Older men get less effective prostate cancer care : new US study
Old age is no hindrance to benefiting from prostate cancer surgery and radiation therapy, but according to a new U.S. study men over 75 often get less effective treatment than their younger peers.
"It seems men in this age group are often undertreated, and that in turn may contribute to the higher mortality from prostate cancer among older men," said Dr. Matthew Cooperberg of the University of California, San Francisco, who led the research.

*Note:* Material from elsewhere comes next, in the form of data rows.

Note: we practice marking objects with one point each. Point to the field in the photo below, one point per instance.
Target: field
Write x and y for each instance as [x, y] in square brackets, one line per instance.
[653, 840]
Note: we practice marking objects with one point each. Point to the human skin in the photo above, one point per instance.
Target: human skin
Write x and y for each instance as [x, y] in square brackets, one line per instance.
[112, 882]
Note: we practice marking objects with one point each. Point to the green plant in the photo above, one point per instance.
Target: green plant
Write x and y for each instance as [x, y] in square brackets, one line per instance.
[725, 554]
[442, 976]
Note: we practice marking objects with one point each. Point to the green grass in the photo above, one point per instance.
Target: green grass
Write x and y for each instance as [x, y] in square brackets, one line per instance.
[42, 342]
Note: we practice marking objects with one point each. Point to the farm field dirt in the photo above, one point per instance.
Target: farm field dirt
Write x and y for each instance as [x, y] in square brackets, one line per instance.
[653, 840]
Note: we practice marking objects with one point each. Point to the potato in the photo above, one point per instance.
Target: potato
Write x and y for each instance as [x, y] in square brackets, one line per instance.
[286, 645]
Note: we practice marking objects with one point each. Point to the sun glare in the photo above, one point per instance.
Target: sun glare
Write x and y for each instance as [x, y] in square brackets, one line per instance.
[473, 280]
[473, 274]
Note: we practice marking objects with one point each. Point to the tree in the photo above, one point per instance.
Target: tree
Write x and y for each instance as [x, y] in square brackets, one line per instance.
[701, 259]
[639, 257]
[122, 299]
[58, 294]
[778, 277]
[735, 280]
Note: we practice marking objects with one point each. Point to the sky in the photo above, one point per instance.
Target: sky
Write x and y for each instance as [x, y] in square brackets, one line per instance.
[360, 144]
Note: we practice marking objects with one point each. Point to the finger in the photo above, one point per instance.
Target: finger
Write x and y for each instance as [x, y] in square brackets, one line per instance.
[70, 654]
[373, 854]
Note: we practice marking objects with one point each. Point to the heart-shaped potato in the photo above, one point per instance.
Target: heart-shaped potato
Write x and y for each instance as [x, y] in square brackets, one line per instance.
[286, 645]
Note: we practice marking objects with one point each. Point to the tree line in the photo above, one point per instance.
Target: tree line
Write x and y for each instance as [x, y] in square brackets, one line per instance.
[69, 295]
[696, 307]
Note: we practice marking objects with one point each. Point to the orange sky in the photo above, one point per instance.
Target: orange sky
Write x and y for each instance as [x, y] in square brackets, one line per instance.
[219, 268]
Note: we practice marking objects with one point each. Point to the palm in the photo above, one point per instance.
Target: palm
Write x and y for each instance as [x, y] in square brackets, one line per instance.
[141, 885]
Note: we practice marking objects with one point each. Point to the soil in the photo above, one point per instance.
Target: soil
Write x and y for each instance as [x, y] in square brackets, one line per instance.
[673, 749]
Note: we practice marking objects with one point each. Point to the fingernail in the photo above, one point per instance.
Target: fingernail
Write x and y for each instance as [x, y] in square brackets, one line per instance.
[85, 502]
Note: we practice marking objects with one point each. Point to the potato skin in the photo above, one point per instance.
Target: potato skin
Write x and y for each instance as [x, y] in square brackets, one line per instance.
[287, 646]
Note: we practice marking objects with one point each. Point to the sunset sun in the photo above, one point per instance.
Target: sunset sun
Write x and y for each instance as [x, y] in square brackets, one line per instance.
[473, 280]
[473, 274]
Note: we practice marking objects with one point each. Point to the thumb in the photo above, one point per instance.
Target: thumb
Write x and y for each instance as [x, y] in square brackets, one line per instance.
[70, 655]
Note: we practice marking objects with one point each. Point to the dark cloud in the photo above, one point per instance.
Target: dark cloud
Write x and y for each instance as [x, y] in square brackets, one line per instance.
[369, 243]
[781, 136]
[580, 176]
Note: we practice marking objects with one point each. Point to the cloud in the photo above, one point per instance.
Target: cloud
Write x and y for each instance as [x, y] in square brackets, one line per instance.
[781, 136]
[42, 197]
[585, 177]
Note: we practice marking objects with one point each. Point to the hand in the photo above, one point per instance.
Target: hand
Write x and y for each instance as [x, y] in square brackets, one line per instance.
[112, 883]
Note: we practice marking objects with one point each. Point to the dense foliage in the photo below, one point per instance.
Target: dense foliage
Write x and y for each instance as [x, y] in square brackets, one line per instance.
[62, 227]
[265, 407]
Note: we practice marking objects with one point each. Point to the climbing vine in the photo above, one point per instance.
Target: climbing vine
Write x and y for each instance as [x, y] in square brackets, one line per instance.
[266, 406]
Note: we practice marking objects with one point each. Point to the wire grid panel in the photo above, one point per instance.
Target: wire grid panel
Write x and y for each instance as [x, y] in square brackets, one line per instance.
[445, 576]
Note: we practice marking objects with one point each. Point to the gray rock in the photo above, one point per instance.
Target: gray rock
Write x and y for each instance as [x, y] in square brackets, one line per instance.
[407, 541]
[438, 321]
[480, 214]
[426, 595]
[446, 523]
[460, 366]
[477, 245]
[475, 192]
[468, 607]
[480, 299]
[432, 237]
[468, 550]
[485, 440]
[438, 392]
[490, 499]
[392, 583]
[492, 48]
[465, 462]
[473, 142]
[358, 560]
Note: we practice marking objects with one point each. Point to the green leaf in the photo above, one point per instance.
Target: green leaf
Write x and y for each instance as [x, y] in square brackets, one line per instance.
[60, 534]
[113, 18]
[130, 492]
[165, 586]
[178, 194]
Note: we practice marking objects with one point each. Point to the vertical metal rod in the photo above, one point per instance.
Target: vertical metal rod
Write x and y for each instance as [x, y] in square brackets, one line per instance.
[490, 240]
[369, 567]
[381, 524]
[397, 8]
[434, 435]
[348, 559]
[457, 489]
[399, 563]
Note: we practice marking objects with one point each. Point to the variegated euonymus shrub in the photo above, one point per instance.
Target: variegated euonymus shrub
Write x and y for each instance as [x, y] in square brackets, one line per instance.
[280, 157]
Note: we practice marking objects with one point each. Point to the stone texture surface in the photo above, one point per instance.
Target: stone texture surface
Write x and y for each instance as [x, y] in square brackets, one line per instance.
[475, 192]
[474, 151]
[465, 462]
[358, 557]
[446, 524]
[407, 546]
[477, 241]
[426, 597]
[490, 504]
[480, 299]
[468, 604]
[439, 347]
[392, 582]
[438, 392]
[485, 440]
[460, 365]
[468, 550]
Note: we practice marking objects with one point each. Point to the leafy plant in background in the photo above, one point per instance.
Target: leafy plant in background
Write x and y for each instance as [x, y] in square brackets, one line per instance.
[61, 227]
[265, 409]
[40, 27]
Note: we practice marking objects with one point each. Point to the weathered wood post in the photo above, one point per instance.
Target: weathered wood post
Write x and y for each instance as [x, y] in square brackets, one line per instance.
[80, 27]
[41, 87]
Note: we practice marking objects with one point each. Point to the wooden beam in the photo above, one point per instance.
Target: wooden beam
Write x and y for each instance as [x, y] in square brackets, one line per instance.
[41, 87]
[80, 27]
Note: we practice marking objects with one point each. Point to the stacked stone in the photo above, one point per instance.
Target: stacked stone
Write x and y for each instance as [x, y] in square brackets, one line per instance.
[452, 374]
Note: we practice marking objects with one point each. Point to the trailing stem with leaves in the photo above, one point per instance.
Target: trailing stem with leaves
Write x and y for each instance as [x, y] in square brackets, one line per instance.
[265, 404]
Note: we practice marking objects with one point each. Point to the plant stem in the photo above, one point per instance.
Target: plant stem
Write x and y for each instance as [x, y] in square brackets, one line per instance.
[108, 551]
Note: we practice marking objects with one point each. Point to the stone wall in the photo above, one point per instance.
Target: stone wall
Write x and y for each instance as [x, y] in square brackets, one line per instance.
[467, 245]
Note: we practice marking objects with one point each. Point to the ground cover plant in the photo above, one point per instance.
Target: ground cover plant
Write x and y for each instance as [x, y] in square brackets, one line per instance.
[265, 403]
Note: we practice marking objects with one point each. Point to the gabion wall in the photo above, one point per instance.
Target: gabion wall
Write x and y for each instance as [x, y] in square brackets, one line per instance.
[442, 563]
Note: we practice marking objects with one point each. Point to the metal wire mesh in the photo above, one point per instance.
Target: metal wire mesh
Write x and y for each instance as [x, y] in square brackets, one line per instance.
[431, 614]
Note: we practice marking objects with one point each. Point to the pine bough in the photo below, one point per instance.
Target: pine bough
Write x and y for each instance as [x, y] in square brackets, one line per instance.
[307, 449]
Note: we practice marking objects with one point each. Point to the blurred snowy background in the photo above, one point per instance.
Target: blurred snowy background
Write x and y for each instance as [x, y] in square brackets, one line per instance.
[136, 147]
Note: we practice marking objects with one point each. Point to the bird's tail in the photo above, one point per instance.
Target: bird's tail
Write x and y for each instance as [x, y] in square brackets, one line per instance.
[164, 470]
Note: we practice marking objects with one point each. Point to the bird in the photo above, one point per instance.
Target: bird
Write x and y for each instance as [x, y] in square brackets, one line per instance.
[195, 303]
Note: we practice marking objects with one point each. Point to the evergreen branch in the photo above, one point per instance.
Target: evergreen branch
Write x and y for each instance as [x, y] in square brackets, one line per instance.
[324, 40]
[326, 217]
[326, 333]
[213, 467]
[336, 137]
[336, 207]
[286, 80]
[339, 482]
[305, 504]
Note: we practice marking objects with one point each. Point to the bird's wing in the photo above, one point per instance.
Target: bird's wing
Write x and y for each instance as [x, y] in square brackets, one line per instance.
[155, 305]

Prostate cancer is one of the most common cancers in men, affecting about 160 per 100,000 men in the U.S. every year and killing a sixth of them.
Cooperberg and colleagues reviewed data from 40 urology practices across the U.S., including nearly 12,000 patients with prostate cancer.
They found 60 percent of those aged 75 and over received only hormone treatment for high-risk tumors, even though that's not considered a cure, and eight percent were followed by their doctors with no active treatment.
By contrast, hormone treatment for such cancers was given to just between 18 and 26 percent of younger patients, and no more than one percent of them were put on watchful waiting.
"If you look at the national practice pattern, there is no question that older men are treated very differently," Cooperberg told Reuters Health. "Age is a stronger driver of treatment pattern than risk, and I think that's troubling."